Milano, 11 giu. (Apcom) – “Un provvedimento fortemente lesivo per gli editori, sia nel loro ruolo di operatori culturali, sia in quanto imprenditori economici”. Il presidente dell’Associazione italiana editori (Aie) Marco Polillo torna a prendere duramente posizione contro il testo del Ddl intercettazioni, licenziato ieri dal Senato e ora in via di discussione in terza lettura alla Camera, dal vertice degli editori europei (FEE-FEP) che si conclude oggi a Roma.

“Si tratta di un’ingiustificata limitazione della libertà  di informazione e di stampa – ha proseguito Polillo – che incide in modo significativo sulla nostra attività . Le pesantissime sanzioni pecuniarie a carico dell’editore che pubblica gli atti di indagine non più coperti da segreto, il divieto di pubblicazione, anche per riassunto delle intercettazioni, l’estensione della condizione di segretezza fino a comprendere genericamente le ‘attività ‘ di indagine, ci costringono ad una sostanziale censura preventiva.
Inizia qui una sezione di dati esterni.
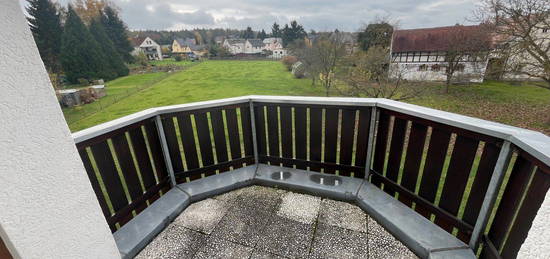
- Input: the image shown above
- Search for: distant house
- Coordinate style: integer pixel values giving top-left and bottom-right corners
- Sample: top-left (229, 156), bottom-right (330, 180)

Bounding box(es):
top-left (130, 37), bottom-right (162, 60)
top-left (391, 25), bottom-right (489, 82)
top-left (172, 38), bottom-right (208, 56)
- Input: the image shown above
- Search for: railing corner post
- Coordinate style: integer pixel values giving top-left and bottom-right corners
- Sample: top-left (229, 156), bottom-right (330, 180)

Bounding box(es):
top-left (155, 115), bottom-right (176, 187)
top-left (469, 140), bottom-right (513, 251)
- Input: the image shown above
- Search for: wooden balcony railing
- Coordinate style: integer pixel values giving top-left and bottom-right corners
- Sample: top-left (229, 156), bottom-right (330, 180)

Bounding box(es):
top-left (74, 96), bottom-right (550, 258)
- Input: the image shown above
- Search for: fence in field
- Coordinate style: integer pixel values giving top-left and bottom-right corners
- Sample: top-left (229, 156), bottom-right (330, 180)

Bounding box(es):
top-left (75, 96), bottom-right (550, 258)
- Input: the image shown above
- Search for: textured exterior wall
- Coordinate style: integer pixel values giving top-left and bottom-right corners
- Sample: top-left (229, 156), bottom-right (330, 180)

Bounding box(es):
top-left (0, 0), bottom-right (120, 258)
top-left (518, 192), bottom-right (550, 258)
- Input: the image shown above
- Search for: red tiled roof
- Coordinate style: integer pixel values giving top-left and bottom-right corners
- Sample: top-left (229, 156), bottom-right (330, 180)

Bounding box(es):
top-left (392, 25), bottom-right (490, 52)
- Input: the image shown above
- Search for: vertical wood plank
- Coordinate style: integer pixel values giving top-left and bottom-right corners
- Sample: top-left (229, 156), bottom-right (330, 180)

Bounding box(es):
top-left (91, 141), bottom-right (128, 212)
top-left (256, 105), bottom-right (267, 163)
top-left (294, 107), bottom-right (307, 170)
top-left (339, 109), bottom-right (358, 176)
top-left (324, 108), bottom-right (338, 174)
top-left (162, 117), bottom-right (184, 173)
top-left (384, 118), bottom-right (407, 196)
top-left (267, 105), bottom-right (281, 165)
top-left (178, 114), bottom-right (200, 173)
top-left (309, 108), bottom-right (323, 172)
top-left (416, 128), bottom-right (451, 218)
top-left (210, 110), bottom-right (229, 172)
top-left (399, 122), bottom-right (428, 207)
top-left (435, 135), bottom-right (479, 232)
top-left (195, 112), bottom-right (216, 176)
top-left (280, 106), bottom-right (294, 167)
top-left (354, 107), bottom-right (372, 178)
top-left (372, 110), bottom-right (390, 187)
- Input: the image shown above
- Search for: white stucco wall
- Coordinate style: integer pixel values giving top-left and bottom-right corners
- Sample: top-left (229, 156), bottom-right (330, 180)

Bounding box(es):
top-left (518, 192), bottom-right (550, 258)
top-left (0, 0), bottom-right (120, 258)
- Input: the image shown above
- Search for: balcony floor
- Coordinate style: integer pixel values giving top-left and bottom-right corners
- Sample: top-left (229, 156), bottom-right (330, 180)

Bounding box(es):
top-left (136, 186), bottom-right (416, 258)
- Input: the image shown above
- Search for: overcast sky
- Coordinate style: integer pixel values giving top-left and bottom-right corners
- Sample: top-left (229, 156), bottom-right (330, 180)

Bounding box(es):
top-left (19, 0), bottom-right (479, 32)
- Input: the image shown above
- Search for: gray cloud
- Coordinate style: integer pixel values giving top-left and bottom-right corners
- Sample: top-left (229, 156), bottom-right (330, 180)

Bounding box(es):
top-left (20, 0), bottom-right (479, 31)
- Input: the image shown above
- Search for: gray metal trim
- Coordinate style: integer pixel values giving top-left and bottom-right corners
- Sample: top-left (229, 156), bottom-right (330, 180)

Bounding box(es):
top-left (469, 141), bottom-right (512, 250)
top-left (248, 100), bottom-right (259, 164)
top-left (155, 115), bottom-right (176, 187)
top-left (365, 107), bottom-right (379, 179)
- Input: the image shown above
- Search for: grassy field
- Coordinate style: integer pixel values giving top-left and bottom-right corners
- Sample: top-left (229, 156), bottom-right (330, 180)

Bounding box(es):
top-left (64, 60), bottom-right (550, 134)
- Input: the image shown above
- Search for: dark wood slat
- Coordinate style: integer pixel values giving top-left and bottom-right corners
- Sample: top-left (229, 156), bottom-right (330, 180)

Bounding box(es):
top-left (174, 114), bottom-right (200, 172)
top-left (371, 111), bottom-right (390, 187)
top-left (210, 111), bottom-right (230, 171)
top-left (339, 107), bottom-right (357, 176)
top-left (459, 143), bottom-right (500, 242)
top-left (225, 109), bottom-right (242, 159)
top-left (324, 109), bottom-right (338, 174)
top-left (488, 156), bottom-right (533, 249)
top-left (267, 106), bottom-right (281, 165)
top-left (78, 149), bottom-right (112, 224)
top-left (91, 142), bottom-right (128, 212)
top-left (502, 170), bottom-right (550, 258)
top-left (263, 156), bottom-right (365, 174)
top-left (128, 128), bottom-right (156, 193)
top-left (399, 122), bottom-right (428, 207)
top-left (280, 107), bottom-right (293, 167)
top-left (111, 134), bottom-right (142, 205)
top-left (144, 122), bottom-right (168, 182)
top-left (416, 128), bottom-right (451, 218)
top-left (372, 171), bottom-right (473, 232)
top-left (435, 135), bottom-right (479, 235)
top-left (195, 113), bottom-right (216, 176)
top-left (384, 118), bottom-right (407, 196)
top-left (354, 108), bottom-right (372, 178)
top-left (309, 108), bottom-right (323, 172)
top-left (294, 107), bottom-right (307, 170)
top-left (240, 106), bottom-right (257, 156)
top-left (254, 106), bottom-right (267, 163)
top-left (162, 117), bottom-right (183, 175)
Nulla di questo ha a che vedere con l’obiettivo, giusto e condiviso, di tutela della privacy finendo viceversa per privare i cittadini di una indispensabile e necessaria informazione su fatti di pubblico interesse”.

“Ci appelliamo al Parlamento – ha concluso Polillo – perchè riconsideri le norme appena approvate al Senato introducendo quei necessari correttivi che non mortifichino i principi cardine della libertà  di espressione nel rispetto delle regole”.